Anyone else a fan of Doctor Who? I’ve always been a fan from the side lines. As a kid I adored the quirkiness, the campness and intenseness. The depth of feelings between The Doctor and his assistants always left me craving to be whisked off to the stars in the Tardis.
***SPOILER ALERT IN CASE YOU HAVEN’T WATCHED IT***
My hubby enjoys watching Doctor Who and the specials are usually stand alone enough to enjoy in most of their glory. So I find my self snuggling up to him on our sofa under fleeces. With little expectation of being completely blown away, what an awesome surprise I was in for.
Doctor Who has always been what I would now call woke. Standing up for what is right and good in the universe as a being that is hyper aware of the injustices in this world. The Doctor tries to do what is right. They often get it wrong and horrible things happen, but they try. The writers of the show did not disappoint. My woke heart cried buckets as representation of the underrepresented was so prominent on screen.
One of the main characters was played by a Trans person. Pronouns were asked of The Meep, gentleness shown for those who get pronouns wrong and how to deal with that whole conversation was pretty spot on. The plot line its self was designed to show how nothing in the universe is binary. A concept I deeply wish everyone could understand. The world is divided due to the reductionist portrayal of everything from the blue vs red of politics to the male vs female of anatomical sex. The universe is way more complex than that. Reductionist propaganda is designed to stop meaningful communication as it speaks to our internal egos that say ‘yes I am right’. Politics is a wide spectrum of ideas. Sex, gender and sexuality are not binary but also a wide spectrum. This has been proven by science, yet still denied by those who seek to cultivate fear and hate in this world for their own gain.
Wheelchair users now have a Tardis they can finally wheel into. The issue of being perceived as ‘not being really disabled enough’ to use mobility aids was addressed skilfully. I am left wondering how to install torpedoes in my wheelchair when I finally need one.
The cast are naturally a diverse bunch of people from many different racial and religious backgrounds. The new Doctor is black. Apparently not the first though. According to my all knowing hubby, there was character in the last series who was a previously unknown incarnation of The Doctor (pre Hartnell times) who was also black.
My hubby is indeed all knowing when it comes to TV and sci-fi fandoms. His fascination and huge capability for remembering obscure facts is a joy to watch. Get him talking on his favourite topics and he comes alive with excitement. His normally quiet demeanour becomes enthused and lively. And that is one of the things that I loved about watching David Tennent play Doctor Who. He is actually a huge fan. He loves it and the excitement shone through the screen as he joyously ran round the new look Tardis.

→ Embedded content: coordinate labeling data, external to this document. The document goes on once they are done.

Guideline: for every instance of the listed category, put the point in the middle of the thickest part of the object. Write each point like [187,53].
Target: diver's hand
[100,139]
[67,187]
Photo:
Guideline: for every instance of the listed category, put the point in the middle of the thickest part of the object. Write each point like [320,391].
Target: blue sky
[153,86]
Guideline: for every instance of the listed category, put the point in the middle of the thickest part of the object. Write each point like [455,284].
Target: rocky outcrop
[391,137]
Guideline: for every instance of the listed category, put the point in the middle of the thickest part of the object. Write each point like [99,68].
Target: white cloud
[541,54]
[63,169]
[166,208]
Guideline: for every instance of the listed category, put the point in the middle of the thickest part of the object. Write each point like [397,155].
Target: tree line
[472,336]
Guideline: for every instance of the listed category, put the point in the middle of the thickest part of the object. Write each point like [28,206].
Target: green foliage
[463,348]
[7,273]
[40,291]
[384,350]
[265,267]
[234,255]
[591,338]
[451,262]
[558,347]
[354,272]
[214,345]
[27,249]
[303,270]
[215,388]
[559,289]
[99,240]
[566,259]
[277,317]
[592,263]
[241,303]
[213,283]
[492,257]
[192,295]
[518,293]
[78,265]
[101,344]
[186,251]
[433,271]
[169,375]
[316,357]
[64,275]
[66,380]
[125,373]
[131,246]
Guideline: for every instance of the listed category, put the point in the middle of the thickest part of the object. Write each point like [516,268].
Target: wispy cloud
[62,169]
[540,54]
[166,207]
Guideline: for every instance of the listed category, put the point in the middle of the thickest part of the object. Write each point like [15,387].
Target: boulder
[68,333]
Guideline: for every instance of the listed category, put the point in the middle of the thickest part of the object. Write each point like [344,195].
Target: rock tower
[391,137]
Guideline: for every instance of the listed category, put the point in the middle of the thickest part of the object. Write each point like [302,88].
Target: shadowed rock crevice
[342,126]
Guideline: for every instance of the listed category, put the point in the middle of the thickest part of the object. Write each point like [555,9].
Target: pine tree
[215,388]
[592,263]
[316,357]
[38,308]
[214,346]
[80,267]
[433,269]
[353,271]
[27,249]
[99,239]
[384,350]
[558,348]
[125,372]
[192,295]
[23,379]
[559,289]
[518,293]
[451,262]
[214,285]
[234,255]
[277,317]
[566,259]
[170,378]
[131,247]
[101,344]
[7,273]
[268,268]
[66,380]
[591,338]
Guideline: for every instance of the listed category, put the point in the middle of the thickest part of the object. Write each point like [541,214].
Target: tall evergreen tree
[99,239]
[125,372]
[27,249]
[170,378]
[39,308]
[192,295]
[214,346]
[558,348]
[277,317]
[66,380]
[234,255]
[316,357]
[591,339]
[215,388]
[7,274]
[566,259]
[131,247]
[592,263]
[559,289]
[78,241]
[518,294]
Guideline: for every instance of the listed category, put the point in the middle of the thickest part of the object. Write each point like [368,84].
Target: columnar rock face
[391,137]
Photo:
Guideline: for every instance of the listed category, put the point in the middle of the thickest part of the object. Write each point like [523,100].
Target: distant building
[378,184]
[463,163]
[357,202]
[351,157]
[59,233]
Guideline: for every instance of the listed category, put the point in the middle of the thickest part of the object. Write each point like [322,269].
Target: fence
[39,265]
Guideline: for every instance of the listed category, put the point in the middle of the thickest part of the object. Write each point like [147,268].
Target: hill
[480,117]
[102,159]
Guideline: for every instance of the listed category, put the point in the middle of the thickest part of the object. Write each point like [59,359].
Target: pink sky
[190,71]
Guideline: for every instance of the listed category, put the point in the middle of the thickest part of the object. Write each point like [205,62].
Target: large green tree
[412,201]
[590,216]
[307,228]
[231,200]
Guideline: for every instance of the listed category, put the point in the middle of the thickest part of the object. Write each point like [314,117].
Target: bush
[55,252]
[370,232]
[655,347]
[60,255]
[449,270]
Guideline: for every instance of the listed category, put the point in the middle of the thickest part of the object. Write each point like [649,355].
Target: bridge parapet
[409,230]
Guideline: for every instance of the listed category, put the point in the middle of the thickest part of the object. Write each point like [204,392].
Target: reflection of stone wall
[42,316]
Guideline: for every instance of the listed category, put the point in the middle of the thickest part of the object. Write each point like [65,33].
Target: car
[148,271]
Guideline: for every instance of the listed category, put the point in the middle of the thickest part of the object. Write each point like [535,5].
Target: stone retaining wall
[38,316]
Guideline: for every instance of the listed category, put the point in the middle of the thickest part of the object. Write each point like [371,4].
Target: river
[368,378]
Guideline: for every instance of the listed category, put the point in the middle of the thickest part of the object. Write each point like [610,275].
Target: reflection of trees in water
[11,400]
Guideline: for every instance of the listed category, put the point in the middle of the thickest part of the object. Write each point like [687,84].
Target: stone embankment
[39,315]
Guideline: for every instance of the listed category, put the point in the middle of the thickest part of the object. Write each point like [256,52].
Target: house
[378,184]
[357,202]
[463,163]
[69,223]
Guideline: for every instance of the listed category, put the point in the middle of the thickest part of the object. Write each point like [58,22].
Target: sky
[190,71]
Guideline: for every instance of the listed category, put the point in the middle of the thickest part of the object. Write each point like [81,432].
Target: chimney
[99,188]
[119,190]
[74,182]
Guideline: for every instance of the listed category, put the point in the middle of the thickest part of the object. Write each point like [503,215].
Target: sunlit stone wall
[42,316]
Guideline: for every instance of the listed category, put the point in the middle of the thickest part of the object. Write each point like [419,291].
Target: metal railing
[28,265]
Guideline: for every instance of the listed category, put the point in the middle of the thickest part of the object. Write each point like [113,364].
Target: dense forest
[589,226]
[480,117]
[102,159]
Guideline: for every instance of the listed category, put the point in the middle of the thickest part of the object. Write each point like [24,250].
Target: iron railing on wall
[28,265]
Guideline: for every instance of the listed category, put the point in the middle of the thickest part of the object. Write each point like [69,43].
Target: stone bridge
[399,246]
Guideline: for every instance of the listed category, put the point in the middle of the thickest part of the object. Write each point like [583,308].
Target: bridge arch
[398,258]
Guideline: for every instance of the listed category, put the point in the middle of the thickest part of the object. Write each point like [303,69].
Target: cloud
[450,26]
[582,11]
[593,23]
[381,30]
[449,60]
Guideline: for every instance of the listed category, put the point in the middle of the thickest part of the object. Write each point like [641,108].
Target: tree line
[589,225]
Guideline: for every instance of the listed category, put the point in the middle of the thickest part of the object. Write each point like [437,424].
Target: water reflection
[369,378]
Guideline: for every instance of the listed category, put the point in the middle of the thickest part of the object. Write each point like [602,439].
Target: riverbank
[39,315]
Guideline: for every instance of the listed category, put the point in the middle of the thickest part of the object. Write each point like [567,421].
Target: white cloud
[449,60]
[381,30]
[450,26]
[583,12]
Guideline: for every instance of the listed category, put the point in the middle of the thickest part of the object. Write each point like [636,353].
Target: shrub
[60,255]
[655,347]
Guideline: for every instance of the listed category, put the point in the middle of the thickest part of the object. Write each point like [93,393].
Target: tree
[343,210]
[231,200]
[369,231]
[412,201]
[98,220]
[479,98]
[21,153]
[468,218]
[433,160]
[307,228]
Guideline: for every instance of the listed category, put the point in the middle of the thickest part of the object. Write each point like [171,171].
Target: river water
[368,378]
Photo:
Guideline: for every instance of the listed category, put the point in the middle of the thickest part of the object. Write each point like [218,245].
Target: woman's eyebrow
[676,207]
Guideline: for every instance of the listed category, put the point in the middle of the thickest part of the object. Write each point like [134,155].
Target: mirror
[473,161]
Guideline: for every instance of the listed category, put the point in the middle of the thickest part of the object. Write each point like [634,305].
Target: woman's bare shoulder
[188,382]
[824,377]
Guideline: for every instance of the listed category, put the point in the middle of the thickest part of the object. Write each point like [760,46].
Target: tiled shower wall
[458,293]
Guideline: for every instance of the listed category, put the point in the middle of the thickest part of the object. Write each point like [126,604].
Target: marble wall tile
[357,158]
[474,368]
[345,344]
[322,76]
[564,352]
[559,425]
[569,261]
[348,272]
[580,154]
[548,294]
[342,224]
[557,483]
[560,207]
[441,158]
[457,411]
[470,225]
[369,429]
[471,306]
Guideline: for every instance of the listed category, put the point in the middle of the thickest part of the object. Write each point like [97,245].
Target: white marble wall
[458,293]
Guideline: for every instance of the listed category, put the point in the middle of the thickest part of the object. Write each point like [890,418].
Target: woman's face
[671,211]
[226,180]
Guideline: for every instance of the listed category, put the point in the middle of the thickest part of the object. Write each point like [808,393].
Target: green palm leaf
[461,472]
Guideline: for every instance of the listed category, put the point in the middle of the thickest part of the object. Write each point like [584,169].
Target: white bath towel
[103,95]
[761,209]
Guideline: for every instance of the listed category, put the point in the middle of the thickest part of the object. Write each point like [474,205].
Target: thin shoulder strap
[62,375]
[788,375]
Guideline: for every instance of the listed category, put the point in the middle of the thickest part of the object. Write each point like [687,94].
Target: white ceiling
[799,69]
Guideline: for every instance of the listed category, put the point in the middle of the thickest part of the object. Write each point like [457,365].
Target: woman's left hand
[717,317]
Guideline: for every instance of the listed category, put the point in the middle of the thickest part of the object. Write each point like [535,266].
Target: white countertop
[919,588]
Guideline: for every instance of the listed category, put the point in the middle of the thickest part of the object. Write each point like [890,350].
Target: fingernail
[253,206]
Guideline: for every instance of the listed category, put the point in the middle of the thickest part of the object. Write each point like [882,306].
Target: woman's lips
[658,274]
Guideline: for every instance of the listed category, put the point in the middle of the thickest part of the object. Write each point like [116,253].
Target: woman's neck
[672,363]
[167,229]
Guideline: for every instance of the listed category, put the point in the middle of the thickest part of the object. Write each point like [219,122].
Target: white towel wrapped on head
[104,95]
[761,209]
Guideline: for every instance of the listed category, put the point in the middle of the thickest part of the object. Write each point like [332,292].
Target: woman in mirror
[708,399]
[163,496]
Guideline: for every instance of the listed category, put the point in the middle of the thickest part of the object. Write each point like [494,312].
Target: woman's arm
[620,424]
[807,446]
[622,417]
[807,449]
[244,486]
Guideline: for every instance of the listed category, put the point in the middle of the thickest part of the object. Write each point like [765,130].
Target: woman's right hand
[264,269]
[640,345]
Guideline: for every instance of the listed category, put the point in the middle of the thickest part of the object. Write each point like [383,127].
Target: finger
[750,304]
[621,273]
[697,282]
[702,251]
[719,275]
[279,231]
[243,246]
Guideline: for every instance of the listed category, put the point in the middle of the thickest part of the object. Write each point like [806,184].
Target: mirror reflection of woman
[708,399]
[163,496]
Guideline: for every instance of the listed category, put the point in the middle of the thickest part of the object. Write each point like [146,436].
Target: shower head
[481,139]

As for Catherine Tate, I may not get her comedy, but her acting in this was tear jerkingly good. The chemistry, the warmth, the platonic love between The Doctor and his assistant was everything to me. I love deeply and intensely regardless of relationship titles. I have had friendships that ended that have wrecked me more than my broken sex based relationships have. Yet we live in a culture that insists on monogamy and hierarchy. To see the friendship honoured and accepted by Donna’s husband and her family as The Doctor sits round the lunch table in the last scenes was as it it should be.
The theme that brought me to a total meltdown though is perfectly encapsulated by this dialogue:
Laying here writing this in my bed with fatigue and in pain I know this feeling and the result of not stopping, of not talking, of not practicing self-care. I was always busy. My diary was packed. Now the days of nothingness blur. My body has forced me to stop. To learn self-care the hard way. Through simply having no choice. On a good day I can see the positives of living a life I never thought I would willingly choose. On the bad days I miss my previous life so much, tears stream in an attempt to wash away my attachment to what cannot be. As I saw The Doctor journey through these specials, his need for self-love, self-care and self-acceptance became apparent thanks to being skilfully asked the right questions. He was literally able to hug himself thanks to the bi-generation special effects. One day, just maybe I will be able to do the same. Allowing myself to finally be truly happy with my life.